9. Le moyen n'est donc pas fondé.

Sur le second moyen

Enoncé du moyen

10. M. et Mme [U] font grief à l'arrêt de les condamner à verser à la banque des intérêts à compter du 19 septembre 2013 au taux de 6,30 % sur la somme de 274 944,33 euros, alors :

« 1°/ que les établissements de crédit ayant accordé un concours financier à une entreprise, sous la condition du cautionnement par une personne physique ou une personne morale, sont tenus au plus tard avant le 31 mars de chaque année de faire connaître à la caution le montant du principal et des intérêts, commissions, frais et accessoires restant à courir au 31 décembre de l'année précédente au titre de l'obligation bénéficiant de la caution, ainsi que le terme de cet engagement ; que le défaut d'accomplissement de cette formalité emporte, dans les rapports entre la caution et l'établissement, déchéance des intérêts échus depuis la précédente information jusqu'à la date de communication de la nouvelle information, les paiements effectués par le débiteur principal étant réputés, dans les rapports entre la caution et l'établissement, affectés prioritairement au règlement du principal de la dette ; que cette obligation d'information subsiste jusqu'à l'extinction de la créance ; que si aucune forme particulière n'est prescrite à raison d'une information qui peut en conséquence être donnée par simple lettre, la charge de la preuve de l'accomplissement de cette formalité repose toutefois sur le banquier ; qu'en estimant que la banque apportait la preuve de cet envoi par la production des courriers des 8 mars 2011, 21 mars 2012 et 19 mars 2013 qui contiennent le détail de ces informations « et les procès-verbaux des 16 mars 2011, 22 mars 2012 et 21 mars 2013 annexant le modèle de cette lettre d'information et comportant la liste des destinataires sur laquelle apparaissent M. et Mme [U] (d'ailleurs pour l'ensemble des trois engagements de caution)", quand les procès-verbaux des 16 mars 2011, 22 mars 2012 et 21 mars 2013, qui ne procédaient que de contrôles par sondages des envois effectués par la banque et non d'un contrôle de chaque envoi effectué, ne comportaient aucune liste de destinataires faisant apparaître M. et Mme [U], la cour d'appel a dénaturé ces écrits en violation de l'article 1103, anciennement 1134, du code civil ;

2°/ qu'à supposer adoptés les motifs des premiers juges, en statuant de la sorte quand elle constatait que les procès-verbaux des 16 mars 2011, 22 mars 2012 et 21 mars 2013 ne procédaient que de contrôles par sondages des envois effectués par la banque et non d'un contrôle de chaque envoi effectué, la cour d'appel n'a pas mis la Cour de cassation en mesure d'exercer son contrôle et a ainsi privé sa décision de base légale au regard de l'article L. 313-22 du code monétaire et financier. »

Réponse de la Cour

11. C'est dans l'exercice de son pouvoir souverain d'appréciation que la cour d'appel a considéré, par motifs propres et adoptés, que la banque rapportait la preuve de l'envoi des lettres d'information annuelle à M. et Mme [U] en produisant, d'une part, les courriers des 8 mars 2011, 21 mars 2012 et 19 mars 2013 adressés à ces derniers, qui contiennent ladite information, et, d'autre part, les listes des lettres d'information adressées de 2011 à 2013 aux personnes s'étant portées caution au profit de la banque, sur lesquelles figurait le nom de M. et Mme [U], ainsi que le procès-verbal de constat de l'huissier de justice ayant procédé au contrôle par sondage de l'édition, du contenu, de la mise sous pli et de l'expédition des lettres d'information annuelle des cautions correspondant à la liste précitée, attestant ainsi globalement des envois annuels aux cautions.

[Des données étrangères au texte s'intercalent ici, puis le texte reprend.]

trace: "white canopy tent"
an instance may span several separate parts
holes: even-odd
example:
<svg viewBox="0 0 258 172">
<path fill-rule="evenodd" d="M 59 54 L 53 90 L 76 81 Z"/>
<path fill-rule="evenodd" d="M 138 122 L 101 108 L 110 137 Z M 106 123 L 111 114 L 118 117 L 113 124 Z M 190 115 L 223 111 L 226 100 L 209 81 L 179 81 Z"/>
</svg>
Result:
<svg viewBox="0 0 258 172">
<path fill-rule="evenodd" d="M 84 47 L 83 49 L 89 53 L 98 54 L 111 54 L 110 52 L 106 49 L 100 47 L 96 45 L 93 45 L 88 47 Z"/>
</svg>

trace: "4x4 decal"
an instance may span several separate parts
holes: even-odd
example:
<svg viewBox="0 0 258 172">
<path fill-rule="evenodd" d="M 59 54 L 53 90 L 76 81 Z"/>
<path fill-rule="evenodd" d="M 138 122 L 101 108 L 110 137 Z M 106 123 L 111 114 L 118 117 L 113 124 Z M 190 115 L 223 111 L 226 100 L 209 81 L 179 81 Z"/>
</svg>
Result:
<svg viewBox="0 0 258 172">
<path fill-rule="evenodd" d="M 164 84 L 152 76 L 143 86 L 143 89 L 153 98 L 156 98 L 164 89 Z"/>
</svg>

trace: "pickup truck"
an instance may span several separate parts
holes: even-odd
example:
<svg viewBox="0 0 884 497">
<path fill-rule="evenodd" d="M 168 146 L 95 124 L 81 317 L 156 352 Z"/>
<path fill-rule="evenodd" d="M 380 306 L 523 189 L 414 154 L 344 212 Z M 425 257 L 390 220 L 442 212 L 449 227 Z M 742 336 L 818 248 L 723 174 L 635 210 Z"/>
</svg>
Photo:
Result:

12. Le moyen n'est donc pas fondé.

PAR CES MOTIFS, la Cour :

REJETTE le pourvoi.

Arrêt rendu en formation restreinte hors RNSM.

- Président : M. Mollard (conseiller doyen faisant fonction de président) - Rapporteur : M. Guerlot - Avocat(s) : SCP Nicolaÿ, de Lanouvelle ; SCP Foussard et Froger -

Textes visés :

Article L. 341-4 du code de la consommation.

Rapprochement(s) :

Sur la disproportion manifeste de l'engagement d'une caution mariée sous le régime de la séparation des biens, à rapprocher : Com., 24 mai 2018, pourvoi n° 16-23.036, Bull. 2018, IV, n° 59 (cassation).